This is my brainstorming and notes page.

Parser Migration Tool[edit]

Project might have three components:

  1. Backend Tool -Based on rt server, grunge through pages looking for “something”, dumping results into a db.
  2. Present a nice UI allowing you to create new “somethings”, showing the results of the search & proposed edits, allow you to manually or automatically approve edits or coordinate manual edits
  3. Might be a separate piece to actually apply approved edits, if that's not trivial to integrate into #2.

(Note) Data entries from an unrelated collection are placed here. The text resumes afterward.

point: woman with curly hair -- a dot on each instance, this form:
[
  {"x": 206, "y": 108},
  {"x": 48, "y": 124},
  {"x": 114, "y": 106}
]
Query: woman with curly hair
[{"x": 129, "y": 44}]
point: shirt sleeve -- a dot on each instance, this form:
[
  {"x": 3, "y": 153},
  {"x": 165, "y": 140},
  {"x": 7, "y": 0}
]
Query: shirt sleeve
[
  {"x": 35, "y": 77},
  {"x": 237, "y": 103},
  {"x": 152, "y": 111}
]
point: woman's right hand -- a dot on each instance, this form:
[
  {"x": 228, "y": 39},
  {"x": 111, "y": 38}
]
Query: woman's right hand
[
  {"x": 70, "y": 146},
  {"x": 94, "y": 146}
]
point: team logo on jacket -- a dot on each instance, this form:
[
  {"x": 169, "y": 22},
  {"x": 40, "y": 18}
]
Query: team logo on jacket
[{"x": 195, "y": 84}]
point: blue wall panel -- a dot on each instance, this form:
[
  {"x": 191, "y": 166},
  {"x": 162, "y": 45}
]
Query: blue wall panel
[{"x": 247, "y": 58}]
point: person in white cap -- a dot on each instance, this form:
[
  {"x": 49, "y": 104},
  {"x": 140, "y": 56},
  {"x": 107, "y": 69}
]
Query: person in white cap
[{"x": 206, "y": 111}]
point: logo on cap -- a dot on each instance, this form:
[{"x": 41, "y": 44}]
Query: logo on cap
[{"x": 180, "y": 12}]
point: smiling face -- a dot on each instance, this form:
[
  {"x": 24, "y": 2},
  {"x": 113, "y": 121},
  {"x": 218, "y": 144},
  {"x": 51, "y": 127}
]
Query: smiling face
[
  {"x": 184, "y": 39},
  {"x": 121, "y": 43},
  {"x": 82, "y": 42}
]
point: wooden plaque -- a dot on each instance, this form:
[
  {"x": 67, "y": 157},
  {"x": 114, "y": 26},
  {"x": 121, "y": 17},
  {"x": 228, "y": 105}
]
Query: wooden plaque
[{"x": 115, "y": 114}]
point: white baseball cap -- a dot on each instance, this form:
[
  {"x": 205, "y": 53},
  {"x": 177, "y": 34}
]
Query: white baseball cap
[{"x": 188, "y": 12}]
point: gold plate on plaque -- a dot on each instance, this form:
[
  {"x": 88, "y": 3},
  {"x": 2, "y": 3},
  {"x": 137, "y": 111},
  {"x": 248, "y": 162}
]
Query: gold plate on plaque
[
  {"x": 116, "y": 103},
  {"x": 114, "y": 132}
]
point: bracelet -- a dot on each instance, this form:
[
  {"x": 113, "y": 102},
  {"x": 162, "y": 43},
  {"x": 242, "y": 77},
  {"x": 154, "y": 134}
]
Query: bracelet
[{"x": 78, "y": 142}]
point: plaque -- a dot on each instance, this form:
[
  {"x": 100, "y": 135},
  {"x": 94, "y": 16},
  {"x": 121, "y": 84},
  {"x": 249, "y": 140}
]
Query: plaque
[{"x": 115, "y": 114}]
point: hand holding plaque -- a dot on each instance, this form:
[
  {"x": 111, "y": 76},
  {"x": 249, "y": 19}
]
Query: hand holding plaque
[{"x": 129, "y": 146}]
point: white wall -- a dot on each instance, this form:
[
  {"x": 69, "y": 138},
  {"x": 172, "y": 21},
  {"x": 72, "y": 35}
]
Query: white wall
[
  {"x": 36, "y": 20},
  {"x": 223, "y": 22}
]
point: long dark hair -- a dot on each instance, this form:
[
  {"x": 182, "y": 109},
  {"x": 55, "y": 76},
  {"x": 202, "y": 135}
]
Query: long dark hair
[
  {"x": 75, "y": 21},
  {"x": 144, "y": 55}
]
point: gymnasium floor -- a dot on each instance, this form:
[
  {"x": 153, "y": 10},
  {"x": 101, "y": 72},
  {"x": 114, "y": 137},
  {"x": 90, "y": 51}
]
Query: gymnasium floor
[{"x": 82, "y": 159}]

The broad architecture looks like -

            Logger Emits issues
[db with list of pages to fix + what to fix] 
                    + < ----- Bots Fixing Issues 

Backend Tool[edit]

The architecture is going to based on the rt server. It will grunge through pages "looking for something", and will dump result into a database.

We still need to look what all "looking for something" and "create a new something" will looks like. It can be a regexp, a piece of js code, one can be created directly from the UI, or through gerrit & redeploy, etc. But, For the start we will just generate corrections based on what we know in parsoid. we will start by defining a few "interesting rules" manually. Eg - templates creating misnested HTML.

We might integrate the tool with the regular parsing pipeline and might use some of the rt server code.

What kind of info we need to extract?[edit]

While parsing a page, we know a bunch of things:

  1. Unclosed tags;
  2. Fosterable content;
  3. Mis-nesting.

And possibly others which we can make a list of perhaps. To actually fix that up, we will need additional information like what kind of problem it is? possibly substring, possibly source offsets, possibly how it needs to be fixed.

Raw Design[edit]

This design is based on a MW dump rather than rt server. Its a raw design and It don't consider broken text from templates/extensions. We will have to collect stats on how templates are used (balanced/unbalanced primarily) first and then we will add it to this design.

This is a raw architecture for the backend tool -

  1. For each article in the MW dump, fetch the wikitext source  for that revision of the article if needed (ideally it would already included in the dump);
  2. Parse wikitext to DOM;
  3. For each job,  run the <job source code> and fetch results;
  4. If result is non-empty, create row in 'job_result' table;
  5. Fill the issue information in <job_issue> table.

Data Model[edit]

File:Data Model.svg
Data Model

Notes -

  • Job table stores the each job performed along with it submitter and its source code etc.
  • Job_Result table stores the results of each job performed, So it will emit multiple issues and each issue will have a unique Id (<issue_id>) and a type (<issue_type>).
  • <result> field in Job_Result is a JSON field having keys url, location, similar etc. It can have advice field but we can look up for default advices using job_type field.

Eg-{ issues: { unbalancedTags: [{start: 1022, end: 1040, replacement: '....', type: 'missing start', ...},...]}}

  • Finally, we will have a Job_Issues table that will store information about different issues emitted.